Occasionally, too, in the abundance of evidence Tvedtnes presents, one finds materials that seem somewhat tangential to his subject and purposes. An example of this might be in the discussion of various sealed and open copies of public documents related to land purchases and the like. Then, too, one senses some overlap in the book, especially in the chapter titled “The Records Come Forth” (pp. 167-74), which seems to present materials very much like those in the chapter “Hidden Records.”
But such are minor concerns when taken in the context of the book as a whole. In matters that count, Tvedtnes is sound and thorough. Of special interest to Book of Mormon advocates (as well as detractors) should be the section in which he chronicles accounts in which angels and even God himself deliver lost or hidden books from previous eras to mortals. Some ofthese accounts closely parallel Joseph Smith’s experience. Of interest, too, is the fact that various sacred relics, including stones, were commonly concealed with hidden books. Among the many ancient records that were hidden in hill or mountain repositories are the famous Dead Sea Scrolls, recovered from caves in cliffs above the sea. Tvedtnes also documents the widespread practice of inscribing records on metal plates, especially on gold plates because of gold’s unusual durability.
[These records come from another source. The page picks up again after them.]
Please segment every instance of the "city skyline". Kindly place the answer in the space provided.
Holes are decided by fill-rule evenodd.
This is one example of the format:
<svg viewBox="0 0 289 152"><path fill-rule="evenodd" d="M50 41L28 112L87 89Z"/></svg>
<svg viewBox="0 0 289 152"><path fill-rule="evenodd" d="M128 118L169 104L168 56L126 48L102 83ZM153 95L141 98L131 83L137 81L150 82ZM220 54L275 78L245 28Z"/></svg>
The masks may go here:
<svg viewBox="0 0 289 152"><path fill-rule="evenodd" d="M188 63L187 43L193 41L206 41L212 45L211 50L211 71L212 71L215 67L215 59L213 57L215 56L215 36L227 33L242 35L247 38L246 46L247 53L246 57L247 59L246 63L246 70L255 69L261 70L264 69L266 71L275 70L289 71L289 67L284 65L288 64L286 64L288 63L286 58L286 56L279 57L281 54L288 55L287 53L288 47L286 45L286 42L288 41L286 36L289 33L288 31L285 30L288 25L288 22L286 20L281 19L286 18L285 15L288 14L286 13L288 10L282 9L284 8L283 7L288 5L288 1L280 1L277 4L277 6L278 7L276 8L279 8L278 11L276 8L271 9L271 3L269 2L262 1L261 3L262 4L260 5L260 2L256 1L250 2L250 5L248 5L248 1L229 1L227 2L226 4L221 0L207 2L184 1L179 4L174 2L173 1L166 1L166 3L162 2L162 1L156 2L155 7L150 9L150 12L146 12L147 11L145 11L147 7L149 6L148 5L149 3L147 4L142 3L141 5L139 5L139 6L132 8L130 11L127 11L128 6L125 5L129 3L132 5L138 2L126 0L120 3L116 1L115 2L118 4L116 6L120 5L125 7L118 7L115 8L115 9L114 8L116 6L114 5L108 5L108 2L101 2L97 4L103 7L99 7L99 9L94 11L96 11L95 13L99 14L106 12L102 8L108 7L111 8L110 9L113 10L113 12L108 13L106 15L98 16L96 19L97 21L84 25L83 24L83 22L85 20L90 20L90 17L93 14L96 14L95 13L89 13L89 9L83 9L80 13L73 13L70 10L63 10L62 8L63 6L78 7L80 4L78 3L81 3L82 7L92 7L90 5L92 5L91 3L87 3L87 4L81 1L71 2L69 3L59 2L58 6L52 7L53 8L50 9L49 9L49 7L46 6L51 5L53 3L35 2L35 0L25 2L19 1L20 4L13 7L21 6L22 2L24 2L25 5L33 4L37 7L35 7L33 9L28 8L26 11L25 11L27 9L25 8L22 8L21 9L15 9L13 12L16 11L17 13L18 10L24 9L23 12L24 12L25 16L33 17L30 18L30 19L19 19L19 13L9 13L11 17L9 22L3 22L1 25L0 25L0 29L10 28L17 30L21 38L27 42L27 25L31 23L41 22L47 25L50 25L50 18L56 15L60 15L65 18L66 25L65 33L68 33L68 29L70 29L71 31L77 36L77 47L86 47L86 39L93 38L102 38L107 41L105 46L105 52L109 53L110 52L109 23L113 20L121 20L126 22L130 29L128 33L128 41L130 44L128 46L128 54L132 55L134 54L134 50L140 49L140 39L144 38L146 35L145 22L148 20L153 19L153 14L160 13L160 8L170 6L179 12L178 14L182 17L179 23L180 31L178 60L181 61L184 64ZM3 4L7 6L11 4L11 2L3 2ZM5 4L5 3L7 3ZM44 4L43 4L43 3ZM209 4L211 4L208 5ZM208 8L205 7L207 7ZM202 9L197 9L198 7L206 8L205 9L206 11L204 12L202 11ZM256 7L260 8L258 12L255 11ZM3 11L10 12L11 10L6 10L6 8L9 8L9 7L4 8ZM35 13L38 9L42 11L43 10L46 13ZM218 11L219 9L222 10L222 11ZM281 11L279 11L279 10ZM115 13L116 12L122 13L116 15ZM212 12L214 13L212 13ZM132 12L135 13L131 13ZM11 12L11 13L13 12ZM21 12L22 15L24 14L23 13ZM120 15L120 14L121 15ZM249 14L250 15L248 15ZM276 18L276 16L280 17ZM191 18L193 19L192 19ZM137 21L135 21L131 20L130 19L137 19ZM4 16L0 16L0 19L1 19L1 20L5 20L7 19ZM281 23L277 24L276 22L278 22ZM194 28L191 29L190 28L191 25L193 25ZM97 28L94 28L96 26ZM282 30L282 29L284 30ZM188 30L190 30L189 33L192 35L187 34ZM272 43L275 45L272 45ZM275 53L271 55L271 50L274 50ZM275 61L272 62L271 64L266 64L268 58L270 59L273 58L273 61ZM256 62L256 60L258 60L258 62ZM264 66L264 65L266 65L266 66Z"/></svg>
The book includes two valuable essays that appear as appendixes, one by Steven W. Booras and the other by Tvedtnes himself. The Booras piece, based on an earlier lecture, is titled “The Book of Mormon and the Apocalypse of Paul.” Booras shows the similarities—and differences—between Paul’s apocalyptic vision, purportedly recorded by Paul and preserved in hiding for later generations, and Joseph Smith’s account of the angel Moroni’s appearances to him in regard to the plates buried in the Hill Cumorah. Paul’s record, incidentally, was not discovered until 1843, and it was not published until 1866. Another such record was the Apocalypse of Stephen.
The Tvedtnes piece, titled “Glowing Stones in Ancient and Medieval Lore,” expands on his essay previously published in the Journal of Book of Mormon Studies 6/2 (1997). It is an exhaustive and persuasive treatise on a subject that has long been a stumbling block for some readers of the Book of Mormon. It proves that the Jaredites’ use of glowing stones to light their enclosed vessels was one incident of many, both factual and folkloric, in which stones with amazing properties were used anciently to illuminate dark interiors. Tvedtnes also mentions the use of stones as sources of spiritual and intellectual enlightenment.